TERJEMAHAN AL-QURAN SURAT AL-BAQARAH AYAT 11 SAMPAI 16


CIRI-CIRI ORANG MUNAFIK

وَإِذَا قِيلَ لَهُمْ لاَ تُفْسِدُوا فِي الأَرْضِ قَالُوا إِنَّمَا نَحْنُ مُصْلِحُونَ(11) أَلاَ إِنَّهُمْ هُمُ الْمُفْسِدُونَ وَلَكِنْ لاَ يَشْعُرُونَ(12) وَإِذَا قِيلَ لَهُمْ ءَامِنُوا كَمَا ءَامَنَ النَّاسُ قَالُوا أَنُؤْمِنُ كَمَا ءَامَنَ السُّفَهَاءُ أَلآ إِنَّهُمْ هُمُ السُّفَهَاءُ وَلَكِنْ لاَ يَعْلَمُونَ(13) وَإِذَا لَقُوا الَّذِينَ ءَامَنُوا قَالُوا ءَامَنَّا وَإِذَا خَلَوْا إِلَى شَيَاطِينِهِمْ قَالُوا إِنَّا مَعَكُمْ إِنَّمَا نَحْنُ مُسْتَهْزِئُونَ(14) اللهُ يَسْتَهْزِئُ بِهِمْ وَيَمُدُّهُمْ فِي طُغْيَانِهِمْ يَعْمَهُونَ(15) أُولَئِكَ الَّذِينَ اشْتَرَوُا الضَّلاَلَةَ بِالْهُدَى فَمَا رَبِحَتْ تِجَارَتُهُمْ وَمَا كَانُوا مُهْتَدِينَ (16)
Dan bila dikatakan kepada mereka: Janganlah kamu membuat kerusakan di muka bumi, mereka menjawab: "Sesungguhnya kami orang-orang yang mengadakan perbaikan."(11) Ingatlah, sesungguh-nya mereka itulah orang-orang yang membuat kerusakan, tetapi mereka tidak sadar. (12) Apabila dikatakan kepada mereka: "Berimanlah kamu sebagaimana orang-orang lain telah beriman", mereka menjawab: "Akan berimankah kami sebagaimana orang-orang yang bodoh itu telah beriman?" Ingatlah, sesungguhnya merekalah orang-orang yang bodoh, tetapi mereka tidak tahu. (13) Dan bila mereka berjumpa dengan orang-orang yang beriman, mereka mengatakan: "Kami telah beriman." Dan bila mereka kembali kepada syaitan-syaitan mereka, mereka mengatakan: "Sesungguhnya kami sependirian dengan kamu, kami hanyalah berolok-olok".(14) Allah akan (membalas) olok-olokan mereka dan membiarkan mereka terombang-ambing dalam kesesatan mereka. (15) Mereka itulah orang yang membeli kesesatan dengan petunjuk, maka tidaklah beruntung perniagaan mereka dan tidaklah mereka mendapat petunjuk.(16)

URAIAN AYAT

Kelompok ayat ini merupakan lanjutan ayat yang menerangkan watak orang-orang munafik; dimana mereka mempunyai hati yang kusam dalam ras, terombang ambing antara keimanan dan kekafiran, kadang-kadang mendapat cahaya, namun cahaya itu segera sirna… Mereka merasa pintar dan mampu memperdayakan golongan orang-orang yang bertaqwa, dan berusaha membuat makar untuk menghancurkan ummat beriman.
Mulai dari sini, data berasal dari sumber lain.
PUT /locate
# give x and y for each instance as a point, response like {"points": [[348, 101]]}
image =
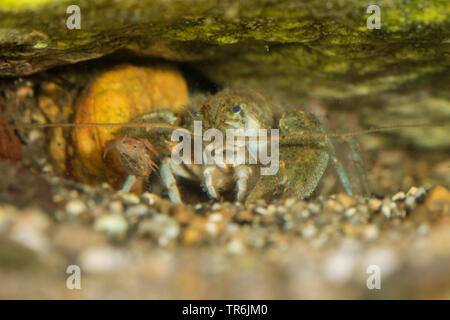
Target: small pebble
{"points": [[129, 198], [262, 211], [102, 259], [75, 207], [314, 208], [114, 225], [150, 198], [346, 200], [136, 211], [399, 196]]}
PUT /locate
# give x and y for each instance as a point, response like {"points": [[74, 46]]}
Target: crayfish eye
{"points": [[236, 108]]}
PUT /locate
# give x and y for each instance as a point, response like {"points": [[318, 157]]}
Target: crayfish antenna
{"points": [[295, 138]]}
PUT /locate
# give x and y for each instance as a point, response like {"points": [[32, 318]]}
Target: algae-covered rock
{"points": [[320, 49]]}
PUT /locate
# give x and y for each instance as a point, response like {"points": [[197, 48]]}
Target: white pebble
{"points": [[111, 224], [399, 196], [129, 198], [102, 259], [150, 198], [75, 207]]}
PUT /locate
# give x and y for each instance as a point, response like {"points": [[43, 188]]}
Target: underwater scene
{"points": [[224, 149]]}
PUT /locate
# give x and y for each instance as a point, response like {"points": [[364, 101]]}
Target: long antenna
{"points": [[294, 137]]}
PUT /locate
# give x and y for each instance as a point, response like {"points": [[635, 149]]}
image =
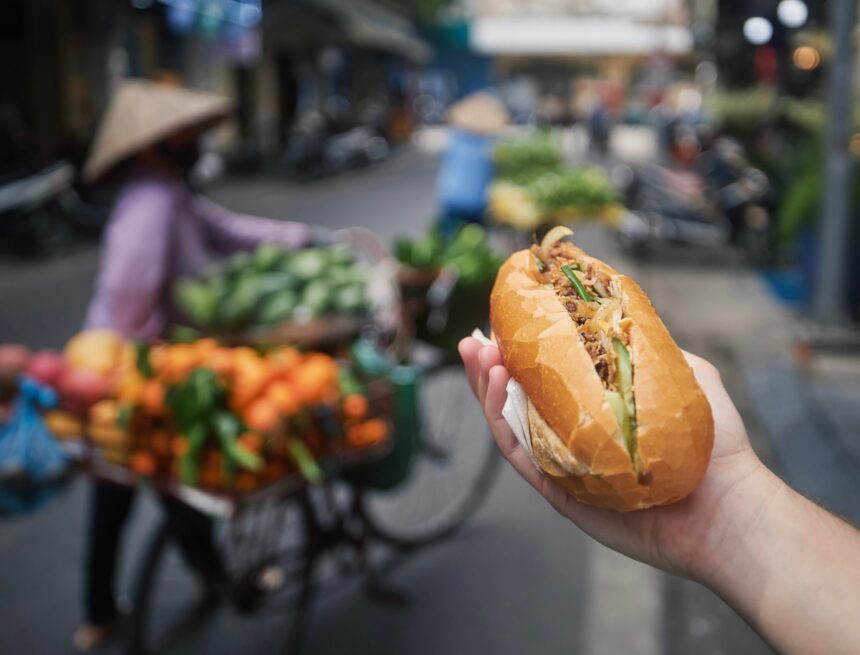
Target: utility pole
{"points": [[830, 302]]}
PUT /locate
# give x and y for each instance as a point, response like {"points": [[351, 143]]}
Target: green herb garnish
{"points": [[577, 284]]}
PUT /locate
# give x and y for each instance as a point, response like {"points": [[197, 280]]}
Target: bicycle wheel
{"points": [[270, 589], [453, 467]]}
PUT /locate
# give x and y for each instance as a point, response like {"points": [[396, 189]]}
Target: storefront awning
{"points": [[374, 26], [575, 35]]}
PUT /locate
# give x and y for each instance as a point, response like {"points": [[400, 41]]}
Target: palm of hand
{"points": [[672, 537]]}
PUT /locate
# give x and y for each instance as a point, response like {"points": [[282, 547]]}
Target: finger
{"points": [[709, 379], [488, 357], [469, 348], [494, 399]]}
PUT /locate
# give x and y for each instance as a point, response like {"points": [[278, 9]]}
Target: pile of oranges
{"points": [[264, 391]]}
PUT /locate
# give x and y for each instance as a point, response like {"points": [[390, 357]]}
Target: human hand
{"points": [[690, 537]]}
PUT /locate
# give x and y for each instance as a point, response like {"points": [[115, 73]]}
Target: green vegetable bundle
{"points": [[585, 189], [468, 252], [522, 160], [271, 286]]}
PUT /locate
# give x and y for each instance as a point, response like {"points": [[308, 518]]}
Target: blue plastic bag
{"points": [[33, 467]]}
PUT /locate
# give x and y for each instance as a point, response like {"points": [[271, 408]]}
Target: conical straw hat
{"points": [[142, 113], [480, 113]]}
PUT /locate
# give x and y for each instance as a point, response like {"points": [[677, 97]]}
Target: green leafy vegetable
{"points": [[577, 284], [623, 403], [308, 466]]}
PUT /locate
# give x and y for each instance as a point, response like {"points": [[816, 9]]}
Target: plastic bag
{"points": [[33, 467]]}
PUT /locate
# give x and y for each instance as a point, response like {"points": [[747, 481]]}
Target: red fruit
{"points": [[13, 361], [80, 390], [46, 366]]}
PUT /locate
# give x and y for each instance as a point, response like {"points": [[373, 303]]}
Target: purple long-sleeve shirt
{"points": [[160, 231]]}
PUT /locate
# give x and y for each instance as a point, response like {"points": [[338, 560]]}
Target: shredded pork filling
{"points": [[598, 321], [594, 306]]}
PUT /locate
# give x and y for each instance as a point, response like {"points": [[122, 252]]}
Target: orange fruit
{"points": [[367, 433], [261, 415], [142, 463], [284, 360], [152, 396], [221, 361], [179, 446], [249, 379], [316, 377], [355, 406], [205, 347], [251, 441], [283, 396]]}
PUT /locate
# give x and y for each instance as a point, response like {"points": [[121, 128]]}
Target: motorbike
{"points": [[316, 150], [721, 200], [41, 211]]}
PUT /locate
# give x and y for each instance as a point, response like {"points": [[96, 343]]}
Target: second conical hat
{"points": [[141, 113], [480, 113]]}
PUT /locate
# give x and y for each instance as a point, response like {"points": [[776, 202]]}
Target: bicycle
{"points": [[274, 544]]}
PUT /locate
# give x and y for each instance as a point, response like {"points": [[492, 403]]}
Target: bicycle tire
{"points": [[446, 520], [138, 636]]}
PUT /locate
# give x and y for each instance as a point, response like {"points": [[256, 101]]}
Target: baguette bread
{"points": [[576, 436]]}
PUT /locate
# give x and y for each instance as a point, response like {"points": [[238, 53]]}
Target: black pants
{"points": [[109, 509]]}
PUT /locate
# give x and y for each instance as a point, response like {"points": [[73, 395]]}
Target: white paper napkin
{"points": [[515, 410]]}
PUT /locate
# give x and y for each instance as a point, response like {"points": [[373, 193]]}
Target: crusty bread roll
{"points": [[575, 434]]}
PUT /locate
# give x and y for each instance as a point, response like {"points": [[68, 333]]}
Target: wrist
{"points": [[741, 532]]}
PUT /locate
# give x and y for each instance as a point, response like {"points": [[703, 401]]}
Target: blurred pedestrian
{"points": [[784, 564], [599, 127], [160, 229], [466, 171]]}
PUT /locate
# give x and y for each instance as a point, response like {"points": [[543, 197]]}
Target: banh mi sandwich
{"points": [[615, 414]]}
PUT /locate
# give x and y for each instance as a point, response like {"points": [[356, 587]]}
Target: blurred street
{"points": [[282, 394], [517, 578]]}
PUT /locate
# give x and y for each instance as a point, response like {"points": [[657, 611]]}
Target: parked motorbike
{"points": [[42, 211], [316, 151], [720, 200]]}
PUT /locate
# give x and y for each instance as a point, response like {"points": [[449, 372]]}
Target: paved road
{"points": [[518, 579]]}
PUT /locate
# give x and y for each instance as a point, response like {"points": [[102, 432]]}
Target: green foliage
{"points": [[271, 285], [199, 408], [469, 252], [522, 160], [585, 188]]}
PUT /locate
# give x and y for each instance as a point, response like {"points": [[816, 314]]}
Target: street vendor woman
{"points": [[466, 171], [160, 229]]}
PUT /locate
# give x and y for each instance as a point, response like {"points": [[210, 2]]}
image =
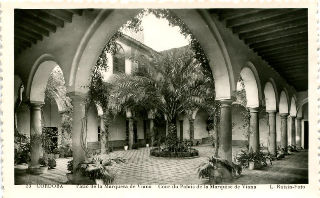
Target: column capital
{"points": [[226, 102], [76, 96], [284, 115], [254, 109], [35, 104]]}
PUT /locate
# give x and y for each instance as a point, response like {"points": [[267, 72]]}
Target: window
{"points": [[119, 62]]}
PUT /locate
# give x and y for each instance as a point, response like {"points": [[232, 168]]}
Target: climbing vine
{"points": [[99, 90]]}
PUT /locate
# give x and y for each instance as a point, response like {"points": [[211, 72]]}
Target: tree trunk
{"points": [[217, 125]]}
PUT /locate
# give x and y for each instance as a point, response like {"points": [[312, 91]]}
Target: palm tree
{"points": [[172, 82]]}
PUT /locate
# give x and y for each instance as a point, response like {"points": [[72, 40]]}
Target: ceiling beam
{"points": [[284, 54], [291, 17], [36, 21], [290, 58], [23, 31], [45, 17], [255, 17], [284, 26], [292, 38], [278, 43], [75, 11], [34, 27], [288, 47], [229, 13], [23, 43], [294, 66], [64, 15], [286, 50], [25, 38], [276, 35], [288, 63]]}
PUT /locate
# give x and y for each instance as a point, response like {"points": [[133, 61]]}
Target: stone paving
{"points": [[141, 168]]}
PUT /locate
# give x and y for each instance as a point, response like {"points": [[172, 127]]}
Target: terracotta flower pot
{"points": [[99, 181], [251, 165]]}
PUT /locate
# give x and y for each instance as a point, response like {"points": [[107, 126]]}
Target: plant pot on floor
{"points": [[251, 165], [99, 181]]}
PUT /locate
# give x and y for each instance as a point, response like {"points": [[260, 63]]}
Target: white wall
{"points": [[92, 124], [117, 129]]}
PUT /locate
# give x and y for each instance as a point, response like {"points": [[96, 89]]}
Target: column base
{"points": [[37, 169]]}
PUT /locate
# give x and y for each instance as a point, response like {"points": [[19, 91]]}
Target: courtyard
{"points": [[141, 168], [161, 96]]}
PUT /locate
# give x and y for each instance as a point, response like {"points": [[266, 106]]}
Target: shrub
{"points": [[65, 151], [70, 166], [97, 169], [259, 158], [43, 161], [164, 153], [21, 148], [212, 169], [52, 163], [56, 151], [135, 146]]}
Tiap kali ada kesempatan, maka mereka menikam dari dalam, menggunting dalam lipatan dan menukik kawan seiring. Tetapi apabila kesempatan itu tertutup, maka mereka memperlihatkan sikap seolah-olah dari golongan orang-orang yang beriman dan bertaqwa… Keyakinan mereka kepada kebenaran Nabi Muhammad SAW sangat lemah. Kelemahan keyakinan itu menimbulkan kedengkian, iri hati dan dendam terhadap Nabi SAW, agama dan orang-orang Islam.

Selanjutnya di sini dinyatakan:

وَإِذَا قِيلَ لَهُمْ لاَ تُفْسِدُوا فِي الأَرْضِ
Dan bila dikatakan kepada mereka: Janganlah kamu membuat kerusakan di muka bumi,

Bumi dijadikan Allah SWT sebagai tempat tinggal kita sementara waktu untuk beribadah kepada Allah SWT dan beramal shaleh sebelum masa kematian – sebagai pintu gerbang akhirat – kita lewati. Maka hendaklah kita pelihara dari segala hal-hal yang akan merusak bumi dari tujuan dimana kita dijadikan Ilahi sebagai khalifah di sini. Tetapi orang-orang munafik malah berbuat sebaliknya… mereka memusuhi orang-orang beriman dan selalu mengupayakan agar nilai-nilai iman itu hancur dari kehidupan.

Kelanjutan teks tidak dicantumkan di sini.